I keep hearing this on VS cycling coverage and I am not sure what that implies. Presumably a descent with lots of sharp turns, but I thought I'd ask here. 

Thanks....Mike


----------



## Hank Stamper (Sep 9, 2009)

Pretty much. Not necessarily shap turns though. If the road is narrow the turns don't have to be sharp at all to make it technical.


----------



## mohair_chair (Oct 3, 2002)

Generally, it's one where you have to work your body to get down it, rather than relaxing and coasting.


----------



## Wookiebiker (Sep 5, 2005)

It can mean different things...A technical descent can have one or more of the following:


Lots of tight turns and accelerations
High Speeds
Bad roads
Off camber turns
Narrow roads (strings out the peloton)
Road obstructions (center columns, roundabouts, etc.)
Steep drop offs or cliffs (no where to go if you do mess up)

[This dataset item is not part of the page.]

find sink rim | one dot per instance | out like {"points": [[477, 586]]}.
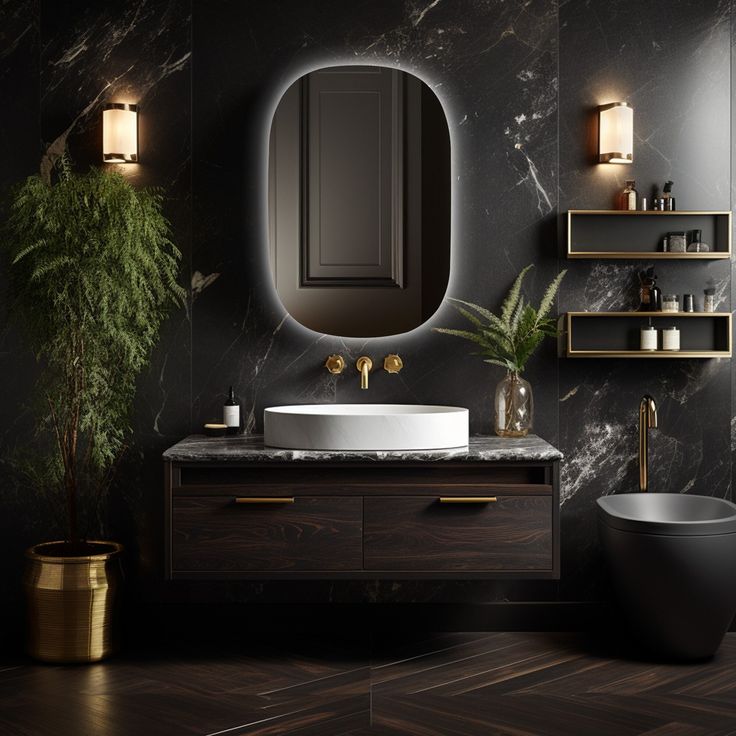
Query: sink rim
{"points": [[614, 514], [366, 427], [365, 410]]}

So it's not just a twisty road that can create a technical descent...lots of things come into play.


----------



## JCavilia (Sep 12, 2005)

They pretty well summed it up. You could look at it the other way. A descent that's NOT "technical" would have wide roads with good pavement, few obstacles or dangers on the roadside, relatively few turns, and what turns there are would be fairly wide and properly banked. As mohair said, you could mostly tuck and coast, and pedal hard when it gets flatter, without having to pay much attention to maneuvering the bike.


----------



## waldo425 (Sep 22, 2008)

Wookiebiker said:


> It can mean different things...A technical descent can have one or more of the following:
> 
> 
> Lots of tight turns and accelerations
> ...


This. Also, steep grades.


----------



## kbwh (May 28, 2010)

*Example*






The Poggio will be descented at race speed this coming Saturday.


----------



## Rhymenocerus (Jul 17, 2010)

Any decent where there is a chance of death from going over a cliff is a technical descent to me.


----------



## kmunny19 (Aug 13, 2008)

kbwh said:


> The Poggio will be descented at race speed this coming Saturday.


I suppose you could call that technical! Its like Lombard Street in San Francisco, only narrow, curvy , and steep.


----------